None of these women describes leadership as conquest, spectacle or cinematic triumph. Again and again, they portray finance as a profession in which women have had to prove themselves twice, measure their words, prepare more thoroughly than everyone else and build authority through competence rather than swagger. They return to family, mentors and inner discipline as stabilisers. They challenge one of the profession’s myths. Finance, in their telling, is not reserved for prodigies. It is a business of judgment, energy, communication and nerve. Yet the unity ends there.


The differences are tonal, and they give the collective portrait depth. Melika B. Mohammed and Meseret B. Abebe speak in the language of duty and institutional purpose. Aster S. Neway and Lishan G. Girmay sound more self-authored, emphasising visibility, self-belief, and deliberate growth. Biruktawit Tesfaye frames her place in the field through productivity and practical contributions rather than through symbolic gender contestation. Sebasegel S. Gemeda is direct about imposter syndrome, self-care and the regulator’s role. Lealem Getachew answers with a hard-earned modesty almost allergic to grandiosity.

However, there is more than one way to arrive near the top of the domestic financial hierarchy, and almost none resembles the glossy myth sold by feel-good self-help books. No one claims she was born to lead in a power suit with a spreadsheet in one hand and destiny in the other. Instead, these women speak of long corridors, difficult rooms, second-guessing, overpreparing, family duty and grounded in spirituality, along with the distinctly female instruction to be confident, but not too confident. One chose growth over comfort. Another learned that confidence does not come from approval. Another never saw herself as competing with men at all. Another credits merit and competence, plain and unfussy, for bringing her here.

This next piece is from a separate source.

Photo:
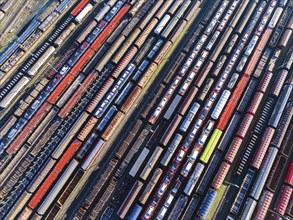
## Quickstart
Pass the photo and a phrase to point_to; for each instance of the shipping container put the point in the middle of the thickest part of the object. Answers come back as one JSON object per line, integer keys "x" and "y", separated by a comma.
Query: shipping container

The barrier was not only overt, though that appears often enough. It was the higher threshold of proof, the closed networks, the pressure to remain agreeable, the suspicion that authority in a woman is borrowed or somehow too expensive to trust. Several return to the same ritual of endurance to be heard. They had to be better prepared, more careful, more consistent and more resilient. Equality, in this telling, arrives less as a trumpet blast than as homework done twice.

What finally emerges is not a tidy sisterhood of identical views but a fuller chorus. These women refuse cliché. Leadership is not framed as a crusade of perfect heroines, but as something human, an unwanted branch assignment, a role accepted before readiness, a father who listened, a husband who helped, a mentor who opened a door, a mother remembered, a 30-minute nap, a swim, a prayer, a family meal at 3:00am on Fasika. In their hands, finance becomes less a science of genius than a test of temperament. Certainly, the structural barriers have not vanished, but more women are learning to outlast them, outthink them and sometimes laugh at them.